Because it is textbook knowledge that somatosensory afferent signals reach the primary somatosensory cortex by the ventral posterolateral nucleus (VPL) of the thalamus, and that the right lateral cerebellum is reciprocally anatomically connected to the primary motor cortex by the ventral lateral thalamic nucleus (VL) and the pons, we lowered the statistical threshold (P < 0.01, uncorrected) in a purely descriptive approach to see whether there was any activity in these regions. As a result, we observed such relatively weak activity, in the left VPL (x = –12, y = –24, z = –4, Z-score = 2.42, P = 0.008), the left VL (x = –12, y = –16, z = 0, Z-score = 2.42, P = 0.008, uncorrected), and in the left pons (x = –8, y = –28, z = –12, Z-score = 3.50, P < 0.001). No other activity was observed in the thalamus or pons.
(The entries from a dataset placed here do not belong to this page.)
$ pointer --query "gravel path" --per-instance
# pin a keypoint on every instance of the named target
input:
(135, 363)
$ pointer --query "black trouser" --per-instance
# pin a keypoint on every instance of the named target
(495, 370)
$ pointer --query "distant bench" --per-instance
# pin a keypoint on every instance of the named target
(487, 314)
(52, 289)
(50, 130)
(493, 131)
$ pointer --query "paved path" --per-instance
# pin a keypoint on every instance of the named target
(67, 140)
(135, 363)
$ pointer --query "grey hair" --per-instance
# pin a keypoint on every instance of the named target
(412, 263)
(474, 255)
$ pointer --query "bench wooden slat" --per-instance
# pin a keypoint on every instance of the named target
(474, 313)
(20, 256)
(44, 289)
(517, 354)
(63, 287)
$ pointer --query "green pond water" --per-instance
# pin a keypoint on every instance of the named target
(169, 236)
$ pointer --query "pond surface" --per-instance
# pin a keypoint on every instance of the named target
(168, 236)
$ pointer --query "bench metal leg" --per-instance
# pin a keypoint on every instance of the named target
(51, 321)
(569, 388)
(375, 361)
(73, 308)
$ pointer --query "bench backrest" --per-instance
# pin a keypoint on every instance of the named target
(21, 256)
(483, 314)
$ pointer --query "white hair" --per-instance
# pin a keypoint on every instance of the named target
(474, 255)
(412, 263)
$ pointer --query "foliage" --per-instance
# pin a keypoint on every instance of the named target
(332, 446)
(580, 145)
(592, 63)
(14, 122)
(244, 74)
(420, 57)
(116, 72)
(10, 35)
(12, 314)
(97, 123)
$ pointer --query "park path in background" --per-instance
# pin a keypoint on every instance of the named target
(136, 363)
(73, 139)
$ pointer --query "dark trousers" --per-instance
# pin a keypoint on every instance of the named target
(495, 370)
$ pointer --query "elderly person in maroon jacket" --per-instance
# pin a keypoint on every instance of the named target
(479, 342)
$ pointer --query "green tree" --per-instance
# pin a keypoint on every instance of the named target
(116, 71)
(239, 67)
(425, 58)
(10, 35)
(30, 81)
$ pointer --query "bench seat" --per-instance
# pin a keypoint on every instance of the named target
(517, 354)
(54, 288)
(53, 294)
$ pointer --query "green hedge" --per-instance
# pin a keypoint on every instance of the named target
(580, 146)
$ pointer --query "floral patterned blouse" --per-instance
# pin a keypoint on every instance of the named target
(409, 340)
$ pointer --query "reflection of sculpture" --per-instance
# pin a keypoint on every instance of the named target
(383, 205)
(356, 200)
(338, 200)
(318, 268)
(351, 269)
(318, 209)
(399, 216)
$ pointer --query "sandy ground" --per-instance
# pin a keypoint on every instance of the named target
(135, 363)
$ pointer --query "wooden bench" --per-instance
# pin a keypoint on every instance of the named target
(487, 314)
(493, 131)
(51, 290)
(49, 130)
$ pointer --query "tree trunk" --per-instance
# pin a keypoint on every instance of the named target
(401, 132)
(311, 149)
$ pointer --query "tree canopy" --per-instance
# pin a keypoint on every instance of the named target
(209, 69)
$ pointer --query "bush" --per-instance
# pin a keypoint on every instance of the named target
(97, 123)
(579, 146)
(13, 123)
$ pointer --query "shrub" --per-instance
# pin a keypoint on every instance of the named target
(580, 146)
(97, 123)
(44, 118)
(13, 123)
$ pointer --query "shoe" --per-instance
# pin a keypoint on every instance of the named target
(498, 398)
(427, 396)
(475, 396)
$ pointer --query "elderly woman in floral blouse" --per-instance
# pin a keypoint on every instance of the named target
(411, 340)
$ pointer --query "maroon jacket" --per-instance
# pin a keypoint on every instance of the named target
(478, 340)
NEURAL RESPONSES ASSOCIATED WITH UNLOADING. Next we examined the areas that were active during the unloading events (Table 3 and Fig. 4). Significant cortical activation (P < 0.05, corrected) was observed in the left supplementary motor area, the left cingulate motor area, the left pre-SMA, the bilateral superior temporal cortex, and the medial wall of the left posterior parietal cortex (the precuneus and SSA). Subcortically, activity was detected in the left ventral lateral thalamus and the medial cerebellum (vermis). No activity was observed in the primary motor cortex, the primary somatosensory cortex, or in the ventral posterolateral thalamic nucleus during the unloading events, even when we lowered the statistical threshold (P > 0.001, uncorrected).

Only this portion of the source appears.